治療の選択までにたっぷりと描かれる主人公の生活の中で特性と人格の関係がフォーカスされる。確かに主人公の視点は光の速さがあるのなら暗闇にも速さがあるはずだという視点と重なるように思える。
読み応えはあった。 -
自閉症者の自我、というか、感性というか、自意識というか、とにかく彼らがどのように感じ、人と関わっているのか、それは知る由もないのだが、本書を読む限り、健常者になるよりも今のままでいても充分幸せだったんじゃないかと感じさせる。
果たして、どちらのルウが本当に幸せなんだろう? -
すごい本。すごい物語。さすがのネビュラ賞受賞作ってことか。
ただ、帯に書いてある"21世紀版『アルジャーノンに花束を』"は違うと思う。
アルジャーノンも素晴らしい作品だけど、本書とはtasteが違ってるんじゃないかな。
まず、なんと言っても、『ルウ』の造型が素晴らしい。
この人物像を、ここまで精緻に描きあげたことを心から賞讃したい。
一人称で語らせることで、その思考や感情が、読み手の心へとstraightに流れ込んでくる。
本来、読者とは異なる世界で生きているはずの、自閉症である『ルウ』が、読み進めていくうちに、とても身近な、あくまでもただ一人の『人間』なんだという、確固たる存在感を持って立ち上がってくるのが分かる。
そしてその、極めて繊細で、静謐で、整った、自分達が生活してきた世界とは明らかに異なった、あまりにも純粋な世界が放つ、魅惑的なその風景。

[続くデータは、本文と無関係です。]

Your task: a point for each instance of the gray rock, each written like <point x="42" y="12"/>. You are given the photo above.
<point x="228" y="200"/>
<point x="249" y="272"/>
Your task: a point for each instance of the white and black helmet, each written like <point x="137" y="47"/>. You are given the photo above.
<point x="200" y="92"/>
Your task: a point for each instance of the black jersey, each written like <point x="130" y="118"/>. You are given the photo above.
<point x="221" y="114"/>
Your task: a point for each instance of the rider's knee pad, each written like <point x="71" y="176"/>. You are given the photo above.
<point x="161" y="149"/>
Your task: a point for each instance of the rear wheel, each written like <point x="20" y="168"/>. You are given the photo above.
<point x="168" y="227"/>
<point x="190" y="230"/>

本書は、幾ら語っても語り尽くせないほどの輝きに満ちていると感じる。
そして、大野万紀氏の解説を読んで、初めて気付いてかなり驚いたのだけど、本書の訳者は『アルジャーノンに花束を』の訳者でもある小尾美佐氏。
翻訳ものは、どうしたって訳者の力量に左右されてしまう。本書が小尾氏によって訳されているということは、本書の魅力が何倍にも増幅されているということに他ならない。本書にとって、そしてもちろん読者にとって、これはとても幸せな事だったと思う。
自閉症者の日常を、自閉症者の視点から描くこと。それを、魅力的な物語として成立させること。
本書は、その困難な試みを見事に成功させた作品だと感じた。
読みながら、『健常さ』というものについて、改めて考え込んでしまった。何をもって『健常』と判断するのか。
例えば、容姿の美醜は『健全さ』で判断出来るのか?とか。もしそれが適当ではないのなら、精神的な障害と呼ばれているものだって、一緒なのではないか?とか。
『普通ではない』の『普通』という線は、どこに、何故引かれなければならないのか?とか。
なんにせよ、とにかく「すごい」作品であることは間違いない。素晴らしかった。 -
自閉症者が健常者とのコミュニケーションで感じるちょっとした違和感や、自閉症治療前後の自己の同一性に対する疑問などがうまく描かれており、とても興味深かった。